Translocation of TMEM175 Lysosomal Potassium Channel to the Plasma Membrane by Dynasore Compounds

TMEM175 (transmembrane protein 175) coding sequence variants are associated with increased risk of Parkinson’s disease. TMEM175 is the ubiquitous lysosomal K+ channel regulated by growth factor receptor signaling and direct interaction with protein kinase B (PKB/Akt). In the present study, we show that the expression of mouse TMEM175 results in very small K+ currents through the plasma membrane in Xenopus laevis oocytes, in good accordance with the previously reported intracellular localization of the channel.
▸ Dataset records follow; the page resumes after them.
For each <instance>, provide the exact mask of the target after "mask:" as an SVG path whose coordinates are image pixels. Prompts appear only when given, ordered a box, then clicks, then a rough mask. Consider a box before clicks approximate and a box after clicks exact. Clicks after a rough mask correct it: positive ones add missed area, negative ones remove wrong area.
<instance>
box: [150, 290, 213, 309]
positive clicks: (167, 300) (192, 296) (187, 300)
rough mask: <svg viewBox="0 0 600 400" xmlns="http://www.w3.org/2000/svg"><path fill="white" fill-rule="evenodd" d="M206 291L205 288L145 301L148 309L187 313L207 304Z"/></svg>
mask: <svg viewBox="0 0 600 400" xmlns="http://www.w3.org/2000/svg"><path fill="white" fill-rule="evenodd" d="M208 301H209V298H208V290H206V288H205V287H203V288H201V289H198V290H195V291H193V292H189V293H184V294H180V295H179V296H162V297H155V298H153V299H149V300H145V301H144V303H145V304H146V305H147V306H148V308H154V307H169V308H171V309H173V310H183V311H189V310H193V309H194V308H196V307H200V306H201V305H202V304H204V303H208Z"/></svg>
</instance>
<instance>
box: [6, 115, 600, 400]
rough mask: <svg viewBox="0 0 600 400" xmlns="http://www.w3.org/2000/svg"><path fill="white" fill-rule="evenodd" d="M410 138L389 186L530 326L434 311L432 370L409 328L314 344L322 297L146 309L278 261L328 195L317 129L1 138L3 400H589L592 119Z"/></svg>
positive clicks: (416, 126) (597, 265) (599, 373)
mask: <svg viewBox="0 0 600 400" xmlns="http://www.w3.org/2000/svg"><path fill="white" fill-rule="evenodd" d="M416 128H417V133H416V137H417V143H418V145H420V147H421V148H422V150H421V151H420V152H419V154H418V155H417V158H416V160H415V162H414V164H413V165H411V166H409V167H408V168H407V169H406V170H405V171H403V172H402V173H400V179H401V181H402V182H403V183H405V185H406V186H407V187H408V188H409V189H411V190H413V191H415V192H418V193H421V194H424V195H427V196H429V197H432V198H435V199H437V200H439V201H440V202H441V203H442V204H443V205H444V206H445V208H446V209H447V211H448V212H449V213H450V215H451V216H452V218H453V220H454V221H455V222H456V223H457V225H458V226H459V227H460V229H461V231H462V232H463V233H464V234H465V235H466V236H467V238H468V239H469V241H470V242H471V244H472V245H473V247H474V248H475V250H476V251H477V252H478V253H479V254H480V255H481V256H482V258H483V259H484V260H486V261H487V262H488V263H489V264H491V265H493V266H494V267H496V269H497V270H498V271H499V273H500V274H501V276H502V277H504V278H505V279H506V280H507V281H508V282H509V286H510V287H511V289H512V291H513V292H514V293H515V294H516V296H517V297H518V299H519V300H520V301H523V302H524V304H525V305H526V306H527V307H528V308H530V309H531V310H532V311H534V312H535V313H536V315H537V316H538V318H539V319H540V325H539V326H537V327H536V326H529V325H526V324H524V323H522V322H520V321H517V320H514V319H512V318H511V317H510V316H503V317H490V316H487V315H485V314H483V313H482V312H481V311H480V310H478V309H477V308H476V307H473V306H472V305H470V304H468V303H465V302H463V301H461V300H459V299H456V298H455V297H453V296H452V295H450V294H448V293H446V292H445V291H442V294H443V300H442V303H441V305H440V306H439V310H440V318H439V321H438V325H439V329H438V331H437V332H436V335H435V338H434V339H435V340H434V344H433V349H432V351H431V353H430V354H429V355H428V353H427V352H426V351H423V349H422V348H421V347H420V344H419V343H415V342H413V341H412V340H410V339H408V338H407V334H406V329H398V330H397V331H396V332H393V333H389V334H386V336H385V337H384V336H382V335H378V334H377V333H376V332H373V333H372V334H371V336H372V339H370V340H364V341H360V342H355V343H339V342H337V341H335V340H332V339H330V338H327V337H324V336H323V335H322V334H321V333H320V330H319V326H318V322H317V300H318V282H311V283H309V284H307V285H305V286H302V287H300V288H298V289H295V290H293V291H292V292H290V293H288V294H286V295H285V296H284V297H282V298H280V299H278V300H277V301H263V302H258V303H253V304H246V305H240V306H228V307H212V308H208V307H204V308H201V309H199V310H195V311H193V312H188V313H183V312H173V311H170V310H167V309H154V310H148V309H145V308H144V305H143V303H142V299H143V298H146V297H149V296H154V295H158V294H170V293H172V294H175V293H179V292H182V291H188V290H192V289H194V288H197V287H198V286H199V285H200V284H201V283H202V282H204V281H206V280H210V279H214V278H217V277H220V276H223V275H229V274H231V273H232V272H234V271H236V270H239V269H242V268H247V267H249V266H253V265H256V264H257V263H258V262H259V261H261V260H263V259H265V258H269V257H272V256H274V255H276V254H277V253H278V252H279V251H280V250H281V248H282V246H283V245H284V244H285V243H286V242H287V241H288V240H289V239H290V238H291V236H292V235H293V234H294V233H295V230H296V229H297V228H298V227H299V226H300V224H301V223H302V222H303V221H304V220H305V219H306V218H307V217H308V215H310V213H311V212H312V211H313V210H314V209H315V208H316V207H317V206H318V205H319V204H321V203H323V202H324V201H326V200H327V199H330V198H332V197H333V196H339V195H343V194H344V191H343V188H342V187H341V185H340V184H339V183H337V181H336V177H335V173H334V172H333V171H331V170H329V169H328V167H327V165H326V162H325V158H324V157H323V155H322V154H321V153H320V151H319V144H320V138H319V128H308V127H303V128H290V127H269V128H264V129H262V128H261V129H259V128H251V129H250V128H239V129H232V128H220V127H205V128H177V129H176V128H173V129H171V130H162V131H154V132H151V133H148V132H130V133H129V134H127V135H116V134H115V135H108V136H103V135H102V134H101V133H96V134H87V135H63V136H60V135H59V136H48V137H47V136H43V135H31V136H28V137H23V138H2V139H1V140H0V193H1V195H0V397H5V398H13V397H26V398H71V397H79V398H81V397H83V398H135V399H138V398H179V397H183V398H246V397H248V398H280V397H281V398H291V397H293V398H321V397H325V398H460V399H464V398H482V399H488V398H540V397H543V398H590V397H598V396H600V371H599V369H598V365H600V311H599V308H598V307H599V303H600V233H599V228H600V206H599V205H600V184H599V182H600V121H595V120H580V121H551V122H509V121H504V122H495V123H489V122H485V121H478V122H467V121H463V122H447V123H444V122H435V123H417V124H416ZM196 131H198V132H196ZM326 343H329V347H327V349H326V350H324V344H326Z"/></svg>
However, the application of the dynamin inhibitor compounds, dynasore or dyngo-4a, substantially increased TMEM175 currents measured by the two-electrode voltage clamp method. TMEM175 was more permeable to cesium than potassium ions, voltage-dependently blocked by 4-aminopyridine (4-AP), and slightly inhibited by extracellular acidification. Immunocytochemistry experiments indicated that dyngo-4a increased the amount of epitope-tagged TMEM175 channel on the cell surface. The coexpression of dominant-negative dynamin, and the inhibition of clathrin- or caveolin-dependent endocytosis increased TMEM175 current much less than dynasore. Therefore, dynamin-independent pharmacological effects of dynasore may also contribute to the action on the channel. TMEM175 current rapidly decays after the withdrawal of dynasore, raising the possibility that an efficient internalization mechanism removes the channel from the plasma membrane. Dyngo-4a induced about 20-fold larger TMEM175 currents than the PKB activator SC79, or the coexpression of a constitutively active mutant PKB with the channel. In contrast, the allosteric PKB inhibitor MK2206 diminished the TMEM175 current in the presence of dyngo-4a. These data suggest that, in addition to the lysosomes, PKB-dependent regulation also influences TMEM175 current in the plasma membrane.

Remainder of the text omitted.